Con il secondo motivo di ricorso, denunciando la violazione dell'art. 2 del d.Igs. 546/1992, la parte ricorrente lamenta che il giudice tributario non aveva competenza ad accertare in via incidentale la natura di atto simulato del contratto di comodato e cita, a conforto della propria tesi, Cass. 6631/2003. Il motivo appare infondato, secondo la più recente giurisprudenza di questa Corte, condivisa dal Collegio, nel processo tributario, in forza dell'art. 2, comma 3, del d.lgs. 54 6/1992, che è espressione di un principio generale vigente anche prima che la disposizione venisse introdotta, il giudice può sempre "rilevare d'ufficio eventuali cause di nullità di contratti, la cui validità ed opponibilità all'Amministrazione abbia costituito oggetto dell'attività assertoria del ricorrente" (Cass. 20398/2005). A parte la considerazione che nella fattispecie esaminata in Cass. 6631/2003, è stata escluso il potere di accertamento incidentale del giudice tributario sul rilievo che nella specie la questione non rivestiva carattere incidentale.

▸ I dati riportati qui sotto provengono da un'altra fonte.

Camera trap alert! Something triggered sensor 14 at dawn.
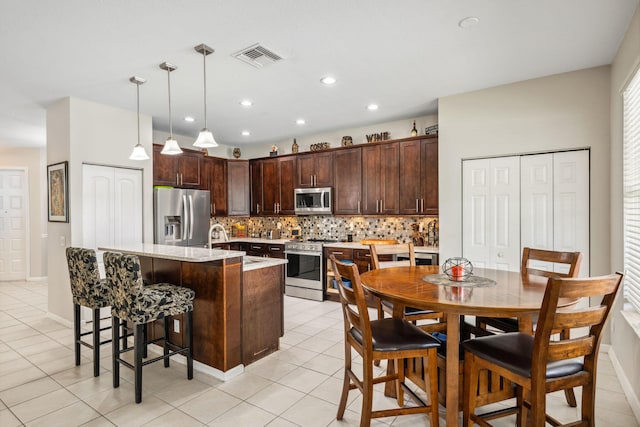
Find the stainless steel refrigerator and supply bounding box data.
[153,188,211,247]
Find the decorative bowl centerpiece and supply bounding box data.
[442,257,473,282]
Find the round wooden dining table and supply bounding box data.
[360,266,576,427]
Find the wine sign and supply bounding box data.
[365,132,390,142]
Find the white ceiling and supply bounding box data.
[0,0,638,146]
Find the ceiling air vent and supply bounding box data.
[232,43,282,68]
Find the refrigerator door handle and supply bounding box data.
[182,195,190,240]
[189,194,194,240]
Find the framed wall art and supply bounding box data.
[47,162,69,222]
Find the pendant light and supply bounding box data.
[129,76,149,160]
[193,43,218,148]
[160,62,182,155]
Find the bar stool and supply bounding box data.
[104,252,195,403]
[66,247,111,377]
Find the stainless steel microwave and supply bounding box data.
[294,187,333,215]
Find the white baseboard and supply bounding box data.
[601,346,640,424]
[47,311,73,329]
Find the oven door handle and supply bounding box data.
[284,251,322,258]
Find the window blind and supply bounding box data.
[622,70,640,312]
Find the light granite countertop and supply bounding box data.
[242,255,288,271]
[98,243,245,262]
[211,237,440,254]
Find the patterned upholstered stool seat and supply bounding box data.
[66,247,111,377]
[104,252,195,403]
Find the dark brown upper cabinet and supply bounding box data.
[333,147,362,215]
[250,156,297,215]
[296,151,333,188]
[398,138,438,215]
[362,142,400,215]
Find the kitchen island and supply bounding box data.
[98,244,286,380]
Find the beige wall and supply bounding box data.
[609,1,640,420]
[47,98,153,320]
[0,147,47,279]
[153,113,438,159]
[438,66,610,280]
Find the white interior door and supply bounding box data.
[0,169,28,280]
[462,156,520,271]
[112,168,142,246]
[553,150,590,277]
[462,159,493,268]
[520,153,554,271]
[82,165,142,319]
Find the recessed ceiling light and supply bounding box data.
[458,16,480,28]
[320,76,336,86]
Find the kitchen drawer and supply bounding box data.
[245,243,267,256]
[266,244,285,258]
[211,243,230,251]
[324,248,353,260]
[229,242,247,252]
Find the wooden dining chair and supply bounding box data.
[369,243,446,332]
[463,273,622,427]
[331,255,440,427]
[476,247,582,408]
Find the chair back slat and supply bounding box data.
[378,259,411,268]
[532,273,622,374]
[330,255,372,351]
[520,247,582,277]
[553,306,607,329]
[369,243,416,270]
[547,335,595,362]
[103,252,143,319]
[66,247,107,305]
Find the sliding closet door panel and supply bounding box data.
[491,156,520,271]
[462,157,520,271]
[462,159,493,268]
[553,150,589,277]
[113,168,142,246]
[82,165,114,254]
[520,153,554,271]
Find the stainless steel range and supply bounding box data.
[284,241,332,301]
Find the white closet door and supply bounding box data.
[82,165,114,262]
[0,169,28,281]
[491,156,520,271]
[462,159,493,268]
[82,165,142,274]
[463,156,520,271]
[520,153,554,271]
[553,150,589,277]
[113,168,142,246]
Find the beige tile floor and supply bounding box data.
[0,282,638,427]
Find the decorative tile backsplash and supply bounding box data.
[211,215,439,246]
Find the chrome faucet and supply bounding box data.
[209,224,229,249]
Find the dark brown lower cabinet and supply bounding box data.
[242,265,284,366]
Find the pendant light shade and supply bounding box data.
[160,62,182,155]
[129,76,149,160]
[193,43,218,148]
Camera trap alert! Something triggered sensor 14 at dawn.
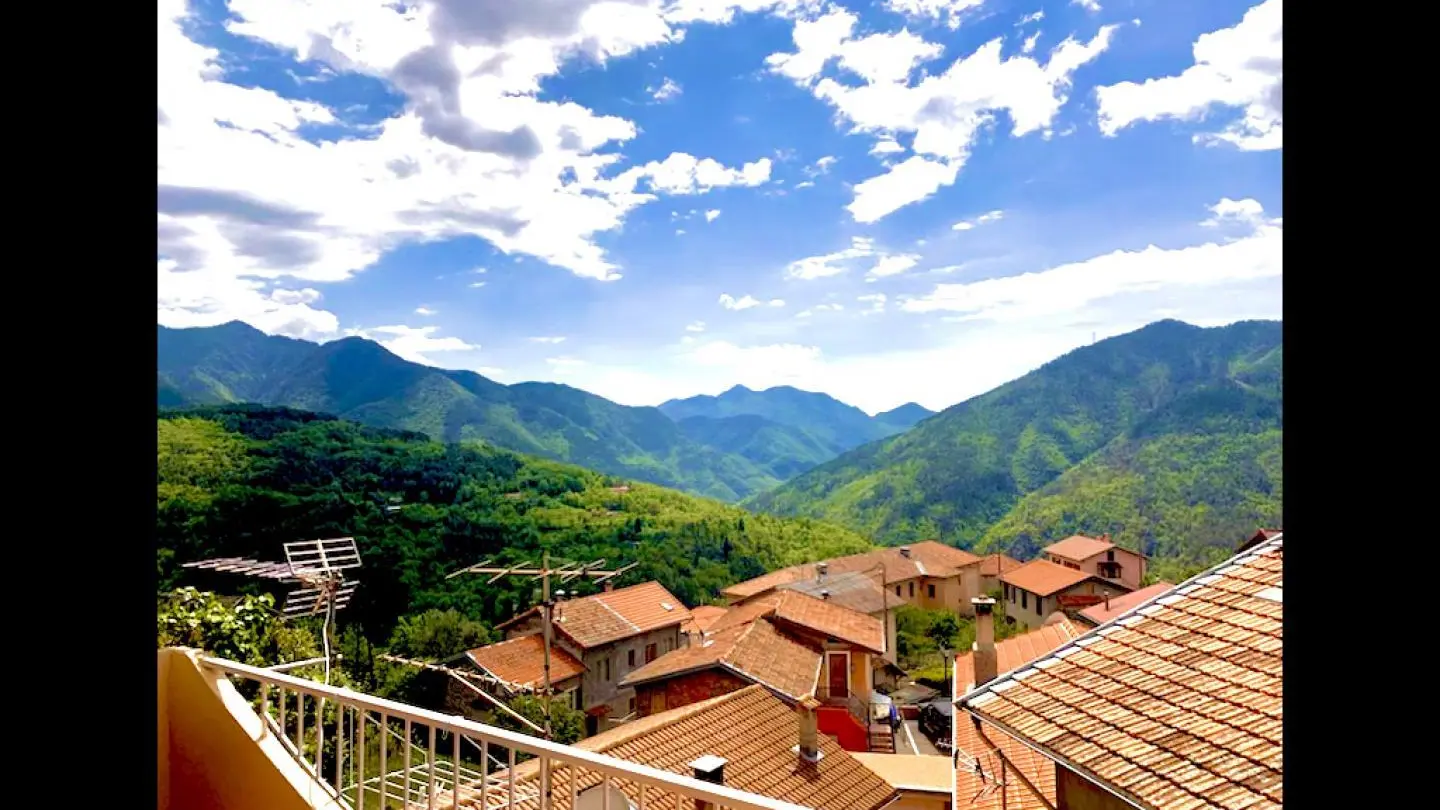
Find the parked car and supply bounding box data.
[919,698,955,747]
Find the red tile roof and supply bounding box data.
[498,582,690,649]
[999,559,1123,597]
[710,582,886,653]
[478,686,896,810]
[465,634,585,690]
[955,618,1081,686]
[962,535,1284,810]
[621,618,821,700]
[981,553,1024,577]
[1080,582,1175,626]
[720,540,981,600]
[1044,535,1115,562]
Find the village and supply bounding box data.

Con il terzo motivo, vengono denunciati vizi di motivazione ed alcuni profili di ultrapetizione. Quanto a quest'ultima censura, essa è priva di riferimenti normativi e, comunque, carente di quesito conclusivo. In relazione ai vizi di motivazione, la censura è formulata con riferimento al merito della causa e comunque in maniera non autosufficiente. Inoltre è anche priva della richiesta sintesi ex art. 366 bis, secondo comma, c.p.c. (v. Cass. 2652/2008).

Conseguentemente, il ricorso va rigettato e le spese, liquidate come da dispositivo, seguono la soccombenza.

P.Q.M.

La Corte rigetta il ricorso e condanna la parte ricorrente al pagamento delle spese del giudizio di legittimità, che liquida in complessivi Euro 4.200,00 (guattromiladuecento/00), di cui Euro quattromila per onorari, oltre alle spese generali ed accessori di legge.